The “Follow-Up Meeting on the Recommendations of the UN Commission on Life-Saving Commodities” opened today in Dakar, Senegal, during which the eight “pathfinder” countries participating in this initiative presented highlights from their country plans. Demand generation, for which HC3 is leading implementation at the global level, was featured in 7 of the 8 country plans – signifying the central role that strategic behavior change communication must play in increasing access to and utilization of reproductive, maternal, neonatal and child health (RMNCH) commodities.
The challenges are many. Poor infrastructure in Sierra Leone, low skilled birth attendance in Ethiopia, and a lack of awareness of simple commodities such as ORS and zinc in Nigeria, are just a few to mention. Fortunately, countries are placing a high priority on the social and cultural barriers through their articulation of plans to conduct situation analyses, develop communication strategies and implement behavior change programming. The capacity to implement such programs however is unclear. We hope that the tools being developed by the global team on demand and utilization will support these activities and build the capacity of local partners to move the demand agenda forward through innovative and dynamic programming that is based on the country context.
Another concern that arose this morning is the complex nature of global initiatives on RMNCH and how the UN Commission fits into that framework.
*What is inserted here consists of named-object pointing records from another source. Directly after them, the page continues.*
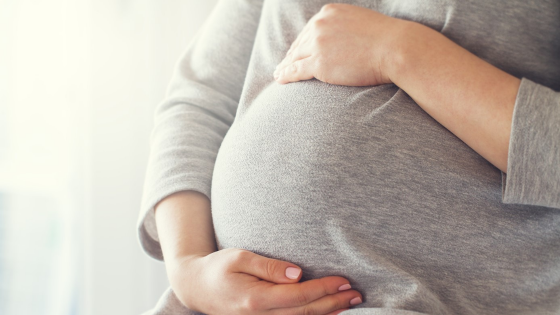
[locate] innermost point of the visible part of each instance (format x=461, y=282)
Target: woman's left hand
x=342, y=44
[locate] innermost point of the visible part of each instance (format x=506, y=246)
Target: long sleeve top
x=360, y=182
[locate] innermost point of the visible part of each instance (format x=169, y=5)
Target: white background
x=79, y=80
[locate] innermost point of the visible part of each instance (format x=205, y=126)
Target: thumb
x=268, y=269
x=299, y=70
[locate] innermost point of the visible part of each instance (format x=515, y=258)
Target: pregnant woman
x=371, y=157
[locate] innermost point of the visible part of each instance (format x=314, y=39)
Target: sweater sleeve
x=533, y=171
x=199, y=107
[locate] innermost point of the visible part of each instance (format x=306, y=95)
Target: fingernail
x=292, y=273
x=355, y=301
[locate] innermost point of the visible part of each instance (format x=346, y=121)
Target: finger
x=303, y=33
x=325, y=305
x=299, y=294
x=302, y=69
x=268, y=269
x=301, y=51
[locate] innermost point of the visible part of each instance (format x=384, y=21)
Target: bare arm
x=184, y=222
x=470, y=97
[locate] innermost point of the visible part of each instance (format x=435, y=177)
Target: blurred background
x=79, y=81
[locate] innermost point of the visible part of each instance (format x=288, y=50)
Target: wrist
x=412, y=41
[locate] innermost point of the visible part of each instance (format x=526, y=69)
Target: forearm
x=184, y=224
x=470, y=97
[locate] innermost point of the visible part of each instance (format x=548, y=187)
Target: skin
x=353, y=46
x=350, y=45
x=241, y=281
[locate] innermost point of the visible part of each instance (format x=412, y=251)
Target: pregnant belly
x=361, y=183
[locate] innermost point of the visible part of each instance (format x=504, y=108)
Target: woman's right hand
x=235, y=281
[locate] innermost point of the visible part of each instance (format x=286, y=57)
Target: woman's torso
x=360, y=182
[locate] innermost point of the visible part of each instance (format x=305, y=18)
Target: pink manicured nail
x=292, y=273
x=355, y=301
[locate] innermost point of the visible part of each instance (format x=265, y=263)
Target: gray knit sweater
x=360, y=182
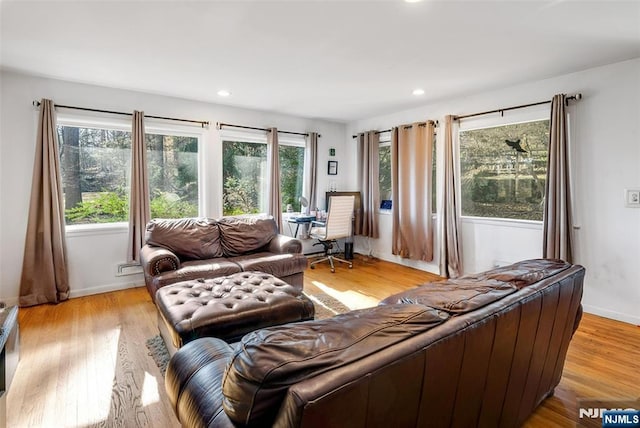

Pascal Bijleveld, the new Executive Director of the Strategy and Coordination Team for the UN Commission, presented a useful diagram to make sense of the multiple global initiatives, financing flows and implementing partners in RMNCH, and showed how the Commission can fit into a common approach. Country-level coordination is clearly a key challenge for all. Hopefully, by the end of this week we will have taken a small step forward in clarifying and planning how UN Commission activities will fit into broader RMNCH plans, systems and programs at country-level and towards the ultimate goal of reducing maternal and child mortality.